Только мы с моим товарищем задумчиво молчали. Талиесин искоса поглядывал на меня, наблюдая, как суровый край, что лежал вокруг нас, одновременно и влечет меня, и пугает. Затем заговорил он спокойно и рассудительно, так, чтобы слышно было только мне одному. Он глядел на широкую дорогу, по которой ехали разодетые в шелка всадники Регеда и Гвинедда, что вела от врат к вратам через двадцать девять городов Острова Придайн:

— Если это написано мне на роду, то пусть то, что я вижу, даст урожай хлеба и надой молока! Но если такого не предназначено мне, то пусть то, что я вижу, станет волками и оленями, и горами, и юношами шайки изгоев!

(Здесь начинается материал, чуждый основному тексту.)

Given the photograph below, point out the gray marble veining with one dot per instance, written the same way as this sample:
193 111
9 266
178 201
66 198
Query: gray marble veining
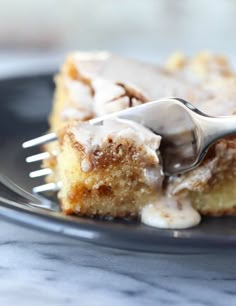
41 269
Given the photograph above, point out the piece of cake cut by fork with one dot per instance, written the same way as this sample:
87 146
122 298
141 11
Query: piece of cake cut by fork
111 178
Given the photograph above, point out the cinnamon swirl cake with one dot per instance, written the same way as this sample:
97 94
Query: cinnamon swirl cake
114 170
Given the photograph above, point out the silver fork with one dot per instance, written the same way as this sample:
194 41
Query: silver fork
186 134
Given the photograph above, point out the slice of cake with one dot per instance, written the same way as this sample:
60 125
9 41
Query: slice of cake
107 170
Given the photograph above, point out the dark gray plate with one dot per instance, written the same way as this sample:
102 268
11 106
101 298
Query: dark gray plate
24 106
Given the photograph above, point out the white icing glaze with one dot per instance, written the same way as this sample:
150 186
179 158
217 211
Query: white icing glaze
74 113
168 212
93 136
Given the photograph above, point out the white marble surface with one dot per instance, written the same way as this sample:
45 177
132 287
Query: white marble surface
41 269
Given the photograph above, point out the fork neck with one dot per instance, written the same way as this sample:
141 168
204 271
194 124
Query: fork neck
214 128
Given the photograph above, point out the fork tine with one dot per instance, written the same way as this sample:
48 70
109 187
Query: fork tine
40 140
37 157
47 187
41 172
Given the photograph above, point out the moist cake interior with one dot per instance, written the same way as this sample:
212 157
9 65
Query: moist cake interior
109 179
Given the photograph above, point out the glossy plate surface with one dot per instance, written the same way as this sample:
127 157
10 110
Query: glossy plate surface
24 106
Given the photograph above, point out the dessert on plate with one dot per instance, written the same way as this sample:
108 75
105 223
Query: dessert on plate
114 169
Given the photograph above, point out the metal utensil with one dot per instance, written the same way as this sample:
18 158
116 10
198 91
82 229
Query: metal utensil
186 134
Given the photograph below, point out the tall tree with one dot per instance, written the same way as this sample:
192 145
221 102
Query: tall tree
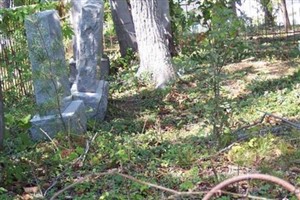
2 126
5 3
155 58
164 15
267 6
124 25
287 23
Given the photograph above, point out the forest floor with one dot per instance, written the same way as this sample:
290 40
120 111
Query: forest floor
163 137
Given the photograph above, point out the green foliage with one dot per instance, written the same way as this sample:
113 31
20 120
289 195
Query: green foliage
221 46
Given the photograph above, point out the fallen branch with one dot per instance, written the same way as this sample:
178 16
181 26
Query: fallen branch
80 160
297 126
174 193
109 172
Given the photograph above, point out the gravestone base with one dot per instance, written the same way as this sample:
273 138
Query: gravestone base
95 102
73 116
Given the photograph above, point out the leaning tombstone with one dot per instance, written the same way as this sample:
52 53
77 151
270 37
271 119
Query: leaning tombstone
88 49
56 110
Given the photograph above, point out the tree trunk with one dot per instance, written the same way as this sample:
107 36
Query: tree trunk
124 25
164 16
5 3
155 58
267 8
287 23
2 125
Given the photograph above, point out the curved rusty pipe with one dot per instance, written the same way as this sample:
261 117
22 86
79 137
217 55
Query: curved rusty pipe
264 177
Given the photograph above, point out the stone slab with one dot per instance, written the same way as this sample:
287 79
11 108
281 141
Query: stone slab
104 68
73 116
95 102
47 57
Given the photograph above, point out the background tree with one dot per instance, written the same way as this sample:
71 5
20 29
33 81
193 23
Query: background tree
155 58
267 6
123 25
287 23
5 3
164 15
2 126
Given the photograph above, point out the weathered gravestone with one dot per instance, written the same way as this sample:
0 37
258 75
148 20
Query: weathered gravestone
56 110
87 18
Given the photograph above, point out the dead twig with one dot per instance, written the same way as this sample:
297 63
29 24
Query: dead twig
174 193
297 126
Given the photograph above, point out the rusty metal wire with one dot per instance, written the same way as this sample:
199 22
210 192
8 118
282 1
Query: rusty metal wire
268 178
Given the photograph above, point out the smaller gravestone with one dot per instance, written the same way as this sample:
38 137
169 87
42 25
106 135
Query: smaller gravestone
88 27
57 111
104 67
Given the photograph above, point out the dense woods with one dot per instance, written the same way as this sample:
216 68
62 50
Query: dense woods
152 99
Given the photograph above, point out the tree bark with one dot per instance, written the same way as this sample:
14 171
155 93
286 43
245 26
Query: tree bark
124 25
267 8
2 125
5 3
287 23
164 15
155 58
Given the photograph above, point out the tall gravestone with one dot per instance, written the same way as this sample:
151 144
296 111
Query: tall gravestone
87 18
56 110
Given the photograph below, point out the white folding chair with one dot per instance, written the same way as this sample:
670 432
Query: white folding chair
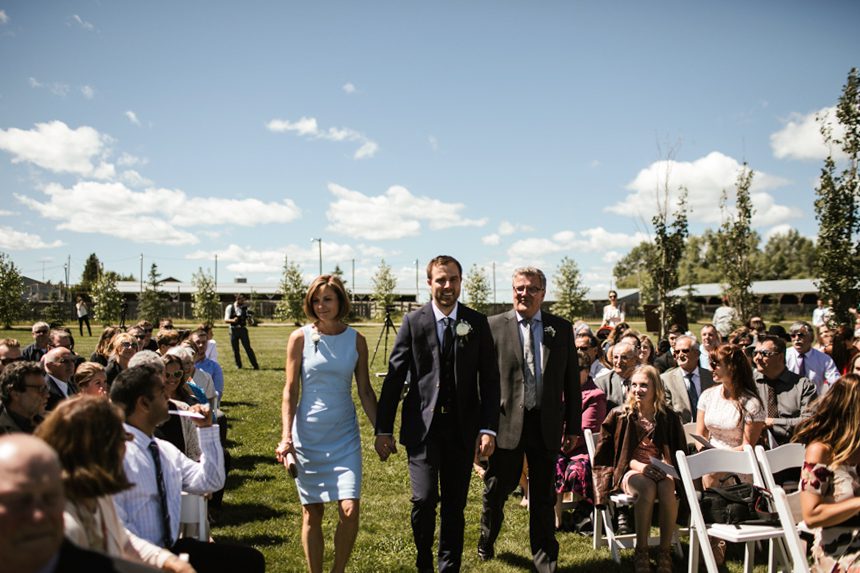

Я хорошо понял то, что он хотел сказать. Над лесной рекой рядом с нами, что упрямо рвалась вперед, как наши принцы, что ехали по мощеной дороге, стеной стоял туман. Туман этот был наваждением Гвина маб Нудда, а за ним лежала страна нетронутых лесов и вод, болот и гор, трясин и рек, что лежали по Острову Придайн повсюду еще до того, как его заселили люди народа бриттов. Это страна без границ, без стен, это открытое королевство, где след человека — лишь каменные могильные плиты, омываемые дождями и укрытые кустарником. Люди попадают в этот край, когда в ночи находит на них обманчивое чувство и они идут, подчиняясь ему, как звери или птицы, рыбы или змеи.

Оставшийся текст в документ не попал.